Output 5 and Output 6 show the estimation results. The age-adjusted mortality rates for Florida and California are 0.70% and 0.48%, respectively. The ratio of the age-adjusted mortality rates is 1.45. Therefore, on an age-adjusted basis, the mortality rate in Florida in 1968 is almost 1.5 times the mortality rate in California in the same year.

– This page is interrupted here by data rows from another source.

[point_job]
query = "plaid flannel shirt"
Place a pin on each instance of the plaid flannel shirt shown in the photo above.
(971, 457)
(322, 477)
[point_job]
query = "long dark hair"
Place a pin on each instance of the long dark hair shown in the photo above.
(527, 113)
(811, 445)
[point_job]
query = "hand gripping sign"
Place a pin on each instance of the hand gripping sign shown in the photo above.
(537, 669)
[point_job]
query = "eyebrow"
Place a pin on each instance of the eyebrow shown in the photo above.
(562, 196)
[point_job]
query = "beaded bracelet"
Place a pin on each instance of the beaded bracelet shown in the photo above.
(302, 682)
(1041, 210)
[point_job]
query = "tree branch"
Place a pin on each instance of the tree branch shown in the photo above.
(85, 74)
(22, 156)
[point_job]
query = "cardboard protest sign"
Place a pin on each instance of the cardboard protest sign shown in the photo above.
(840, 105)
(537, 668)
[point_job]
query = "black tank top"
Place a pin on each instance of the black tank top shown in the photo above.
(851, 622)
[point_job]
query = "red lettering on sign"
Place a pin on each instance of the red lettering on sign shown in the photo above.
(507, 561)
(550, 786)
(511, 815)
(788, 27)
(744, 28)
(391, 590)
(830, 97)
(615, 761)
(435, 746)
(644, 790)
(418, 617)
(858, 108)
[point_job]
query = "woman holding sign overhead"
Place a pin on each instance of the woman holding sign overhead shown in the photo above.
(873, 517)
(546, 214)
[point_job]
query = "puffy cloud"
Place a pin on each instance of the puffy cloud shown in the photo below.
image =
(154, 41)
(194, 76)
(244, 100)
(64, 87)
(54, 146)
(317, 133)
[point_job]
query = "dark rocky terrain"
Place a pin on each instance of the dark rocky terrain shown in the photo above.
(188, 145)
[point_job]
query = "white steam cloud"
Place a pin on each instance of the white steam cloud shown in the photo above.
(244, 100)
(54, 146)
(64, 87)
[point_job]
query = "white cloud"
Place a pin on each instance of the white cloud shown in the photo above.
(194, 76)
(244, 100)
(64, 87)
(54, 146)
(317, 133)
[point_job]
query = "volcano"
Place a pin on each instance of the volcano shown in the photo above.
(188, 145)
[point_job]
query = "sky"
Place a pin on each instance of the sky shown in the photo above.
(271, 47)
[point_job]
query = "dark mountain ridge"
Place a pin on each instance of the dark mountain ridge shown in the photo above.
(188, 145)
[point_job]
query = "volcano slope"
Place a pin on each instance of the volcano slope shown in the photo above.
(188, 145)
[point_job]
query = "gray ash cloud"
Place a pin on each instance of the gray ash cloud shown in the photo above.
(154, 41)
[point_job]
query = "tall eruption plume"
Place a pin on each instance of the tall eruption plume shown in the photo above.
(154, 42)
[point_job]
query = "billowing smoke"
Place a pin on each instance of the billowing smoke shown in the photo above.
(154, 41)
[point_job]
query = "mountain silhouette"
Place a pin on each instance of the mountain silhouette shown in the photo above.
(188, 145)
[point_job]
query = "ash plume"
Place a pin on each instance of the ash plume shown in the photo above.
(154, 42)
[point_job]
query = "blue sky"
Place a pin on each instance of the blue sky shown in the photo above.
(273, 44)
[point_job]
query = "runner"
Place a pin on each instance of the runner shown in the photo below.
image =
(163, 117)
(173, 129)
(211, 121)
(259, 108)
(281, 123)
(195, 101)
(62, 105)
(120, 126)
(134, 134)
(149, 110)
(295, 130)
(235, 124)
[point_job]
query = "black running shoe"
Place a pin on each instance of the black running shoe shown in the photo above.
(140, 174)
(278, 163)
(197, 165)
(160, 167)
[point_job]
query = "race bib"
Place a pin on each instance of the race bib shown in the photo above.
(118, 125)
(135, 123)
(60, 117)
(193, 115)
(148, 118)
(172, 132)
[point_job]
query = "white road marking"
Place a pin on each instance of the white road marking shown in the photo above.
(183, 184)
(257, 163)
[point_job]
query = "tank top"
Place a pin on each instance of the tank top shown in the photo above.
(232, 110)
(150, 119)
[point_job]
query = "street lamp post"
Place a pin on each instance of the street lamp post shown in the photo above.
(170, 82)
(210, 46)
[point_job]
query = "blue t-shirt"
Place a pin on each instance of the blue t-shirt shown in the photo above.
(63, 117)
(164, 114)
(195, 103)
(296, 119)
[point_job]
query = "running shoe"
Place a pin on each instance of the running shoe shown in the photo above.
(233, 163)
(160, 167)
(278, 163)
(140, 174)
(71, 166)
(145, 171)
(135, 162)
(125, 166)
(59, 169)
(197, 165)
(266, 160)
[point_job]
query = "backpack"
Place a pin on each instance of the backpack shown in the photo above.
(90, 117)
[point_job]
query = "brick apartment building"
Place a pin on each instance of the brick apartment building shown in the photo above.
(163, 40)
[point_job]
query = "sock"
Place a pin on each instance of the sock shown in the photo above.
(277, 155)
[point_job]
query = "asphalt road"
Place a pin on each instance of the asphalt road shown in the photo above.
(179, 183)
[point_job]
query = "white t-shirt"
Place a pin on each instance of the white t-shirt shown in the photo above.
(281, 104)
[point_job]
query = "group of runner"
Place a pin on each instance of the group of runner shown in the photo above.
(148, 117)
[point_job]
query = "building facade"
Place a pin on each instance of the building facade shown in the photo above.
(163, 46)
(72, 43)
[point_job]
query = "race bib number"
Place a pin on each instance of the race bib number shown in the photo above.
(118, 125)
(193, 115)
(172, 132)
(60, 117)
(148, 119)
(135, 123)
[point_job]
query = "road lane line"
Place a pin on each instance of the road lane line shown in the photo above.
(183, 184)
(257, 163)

Output 5: Standardized Mortality Rate for Florida

The SURVEYMEANS Procedure

Data Summary
Number of Clusters	34
Number of Poststrata	13
Number of Observations	442
Sum of Weights	871

Ratio Analysis: Florida Standardized Mortality Rate
Numerator	Denominator	Ratio	Std Err
Deaths	Population	0.006952	0.000248

Output 6: Standardized Mortality Rate for California

The SURVEYMEANS Procedure

Data Summary
Number of Clusters	29
Number of Poststrata	13
Number of Observations	377
Sum of Weights	754

Ratio Analysis: California Standardized Mortality Rate
Numerator	Denominator	Ratio	Std Err
Deaths	Population	0.004791	0.000385

References

Curtin, L. R. and Klein, R. J. (1995), “Direct Standardization (Age-Adjusted Death Rates),” Healthy People 2000: Statistical Notes, DHHS Publication No. (PHS) 95-1237.
Ingram, D. D. and Franco, S. J. (2012), “NCHS Urban-Rural Classification Scheme for Counties,” Vital and Health Statistics, Series 2: Data Evaluation and Methods Research no. 154, DHHS publication no. (PHS) 2012-1354.
Lehtonen, R. and Pahkinen, E. (2004), Practical Methods for Design and Analysis of Complex Surveys, 2nd Edition, Chichester, UK: John Wiley & Sons.Lohr, S. L. (2010), Sampling: Design and Analysis, 2nd Edition, Boston: Brooks/Cole.
Särndal, C. E., Swensson, B., and Wretman, J. (1992), Model Assisted Survey Sampling, New York: Springer-Verlag.